In a Swedish histologically-confirmed MASLD cohort, the HCC rate for fibrosis stages F1-F3 combined (without cirrhosis) was 2.3 per 1,000 person-years, compared to 6.2 per 1,000 person-years in cirrhosis. 1 This represents approximately one-third the risk of cirrhotic patients.

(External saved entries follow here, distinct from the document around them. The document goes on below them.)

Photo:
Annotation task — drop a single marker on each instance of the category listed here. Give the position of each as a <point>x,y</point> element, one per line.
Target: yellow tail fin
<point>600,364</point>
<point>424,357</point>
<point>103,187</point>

Risk Stratification by Fibrosis Stage

F2 Fibrosis (Moderate Fibrosis)

The incidence of HCC in MASLD patients with F2 fibrosis (stage 0-2) is extremely low, and determinants of risk have not been well quantified. 1 The guidelines explicitly state that HCC incidence in earlier stages of fibrosis (stage 0-2) is too low to justify routine screening. 1

F3 Fibrosis (Bridging Fibrosis)

Patients with F3 fibrosis have an intermediate risk of developing HCC that is lower than cirrhosis but not negligible. 1

Specific incidence rates for F3 fibrosis include:

• 2.8 per 1,000 person-years when FIB-4 >2.67 1
• 0.39 per 1,000 person-years when FIB-4 >2.67 in Veterans Affairs cohort (compared to 0.04 per 1,000 person-years with persistently low FIB-4) 1
• Risk exceeds 1% per year when FIB-4 >3.25 1

Non-Invasive Test Thresholds for Risk Assessment

The guidelines emphasize using non-invasive tests to identify highest-risk non-cirrhotic patients:

FIB-4 Score Stratification:

• FIB-4 >3.25: HCC risk >1% per year (approaching surveillance threshold) 1
• FIB-4 >2.67: Annual HCC incidence 2.8 per 1,000 person-years 1
• FIB-4 <1.30: Annual HCC incidence 0.7 per 1,000 person-years 1

Liver Stiffness Measurement (LSM):

• Baseline LSM >10 kPa with increasing change over time in patients with histologic F3-F4 fibrosis: Hazard ratio 1.72 for HCC development 1

Clinical Context: Surveillance Implications

Current guidelines do not recommend routine HCC surveillance in MASH patients without cirrhosis, even with F2-F3 fibrosis, because the incidence remains below the cost-effectiveness threshold of 1.0-1.5% per year. 1 However, the guidelines acknowledge that F3 patients represent an intermediate-risk group where surveillance decisions are harder and less favorable from a cost-effectiveness standpoint. 1

The 2024 EASL guidelines state there is insufficient evidence to warrant HCC surveillance in individuals with MASLD without cirrhosis, and systematic reviews concluded the risk estimate is too low to justify routine screening without evidence of advanced fibrosis. 1

Additional Risk Modifiers in Non-Cirrhotic MASH

Beyond fibrosis stage, several factors increase HCC risk in non-cirrhotic MASH patients:

• Type 2 diabetes and obesity: Associated with increased HCC risk in large cohort studies, though the absolute increase in HCC risk attributable to metabolic factors in non-cirrhotic MASLD is very small 1
• Older age: Consistently associated with higher HCC incidence 1
• Male sex: Increases likelihood of HCC development 2
• Concurrent alcohol intake and smoking: Accelerate HCC risk 1

Important Clinical Caveats

HCC in non-cirrhotic MASH presents differently than in cirrhotic patients:

• More frequently presents as larger nodules (>5 cm in 77.8% vs. 10.6% in cirrhotic patients) 3
• Higher rate of HCC recurrence (86% vs. 14% in cirrhotic patients) 3
• Less likely to undergo curative treatments due to lack of surveillance 1
• Only one in six non-cirrhotic MASH-HCC patients underwent curative treatment in one case series 1

The proportion of MASH-related HCC occurring without cirrhosis is substantial: Studies show cirrhosis is absent in 38-49% of individuals with MASLD-related HCC in Japanese cohorts, and 14.2% in a large US Veterans Affairs study. 1, 2, 4 This indicates that while the incidence per patient is low, a meaningful proportion of MASH-HCC cases arise in non-cirrhotic livers.